Ah, les réseaux sociaux, ce grand cirque digital où l’on croit que plus on a de monde sous son chapiteau, plus on est promis à la gloire éternelle.
Erreur fatale.
Soyons clairs tout de suite : avoir 5000 followers sur Facebook ou TikTok ne garantit ni ventes, ni commentaires, ni même un minimum de considération pour votre existence en tant qu’auteur ou autrice.
Si vous en doutez encore, rassurez-vous : nous avons mené une étude scientifique (c’est-à-dire, nous avons stalké quelques concurrents entre deux cafés) et nous avons fait une découverte sidérante :
Des auteurs avec des milliers de followers galèrent à vendre leurs livres.
D’autres, sans la moindre présence sur les réseaux sociaux, explosent les ventes et les classements Amazon.
Certains ont 300 abonnés, mais ces 300 abonnés sont des fans dévoués qui les soutiennent coûte que coûte.
Moralité ?
Les réseaux sociaux sont une illusion d’optique.

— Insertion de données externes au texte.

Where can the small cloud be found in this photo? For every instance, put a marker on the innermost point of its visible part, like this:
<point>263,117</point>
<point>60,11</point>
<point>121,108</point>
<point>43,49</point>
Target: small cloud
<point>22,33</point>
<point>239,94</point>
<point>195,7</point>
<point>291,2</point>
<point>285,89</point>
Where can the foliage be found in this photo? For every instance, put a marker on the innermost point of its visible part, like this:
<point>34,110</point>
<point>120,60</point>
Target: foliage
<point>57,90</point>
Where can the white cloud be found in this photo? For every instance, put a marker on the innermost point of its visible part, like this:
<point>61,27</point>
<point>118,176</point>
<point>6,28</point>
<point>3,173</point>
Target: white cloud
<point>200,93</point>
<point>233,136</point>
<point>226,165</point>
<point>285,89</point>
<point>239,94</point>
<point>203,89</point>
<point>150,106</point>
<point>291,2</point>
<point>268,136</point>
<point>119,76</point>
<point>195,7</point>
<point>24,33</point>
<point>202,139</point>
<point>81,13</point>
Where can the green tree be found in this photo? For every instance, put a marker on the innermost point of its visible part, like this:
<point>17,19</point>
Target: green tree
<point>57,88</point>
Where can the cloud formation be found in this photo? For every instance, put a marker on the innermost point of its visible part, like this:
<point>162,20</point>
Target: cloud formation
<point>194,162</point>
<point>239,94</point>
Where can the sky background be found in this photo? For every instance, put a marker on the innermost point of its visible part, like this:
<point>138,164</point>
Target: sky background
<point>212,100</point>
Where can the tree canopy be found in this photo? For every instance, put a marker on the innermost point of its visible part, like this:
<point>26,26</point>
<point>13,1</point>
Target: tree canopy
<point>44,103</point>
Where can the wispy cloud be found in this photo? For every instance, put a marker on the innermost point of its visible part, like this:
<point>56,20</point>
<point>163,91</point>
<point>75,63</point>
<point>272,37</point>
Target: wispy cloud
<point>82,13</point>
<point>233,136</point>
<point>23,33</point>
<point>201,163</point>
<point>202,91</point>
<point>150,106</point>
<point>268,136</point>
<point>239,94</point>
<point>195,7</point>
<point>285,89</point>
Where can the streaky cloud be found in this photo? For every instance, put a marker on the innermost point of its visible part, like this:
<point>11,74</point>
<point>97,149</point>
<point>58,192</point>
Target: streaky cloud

Pourquoi les gens vous suivent-ils sur les réseaux sociaux ? Spoiler : Pas pour acheter vos livres.
Bon, remettons un peu d’ordre dans tout ça. Pourquoi diable ces milliers de personnes suivent-elles des auteurs si elles n’achètent rien ?
Eh bien, voici un échantillon des vraies raisons pour lesquelles quelqu’un appuie sur “Suivre” :
L’effet “accident de la route” :
Vous êtes particulier. Vous avez un style. Peut-être que vous portez un bonnet jaune fluo à chaque live ou que vous présentez vos livres en dansant sur du Céline Dion. Ça intrigue. Ils s’abonnent, mais ne lisent jamais rien.
Le fan égaré :
Il vous a découvert grâce à un livre qu’il a adoré. Mais depuis ? Silence radio. Vous pourriez écrire la nouvelle Bible qu’il n’en aurait rien à faire. Il est là, mais il ne participe pas.
Le suiveur compulsif :
Ce genre d’individu suit tout le monde. Par principe. Il a 8475 abonnements, clique partout machinalement et a probablement oublié votre existence dès le lendemain.
Le suiveur opportuniste :
Il ne vous suit pas pour vous, mais parce qu’il veut que vous le suiviez en retour. Un vrai stratège. C’est du follow-for-follow, une sorte de politique étrangère des influenceurs.
Le suiveur en quête de drama :
Il ne lit pas vos livres, mais il adore vos stories où vous râlez sur Amazon ou sur les commentaires débiles. Il est là pour le spectacle.
Le suiveur amoureux (si si, ça existe, Tom en a fait les frais il y a peu) :
Il ou elle vous trouve craquant.e. Il ne lit rien, mais commente sous vos selfies avec des petits cœurs. Il est là pour rêver, pas pour lire vos intrigues alambiquées.
Et le plus beau dans tout ça ? Ceux qui vous suivent ne sont pas forcément vos lecteurs. Et vos lecteurs ne vous suivent pas forcément.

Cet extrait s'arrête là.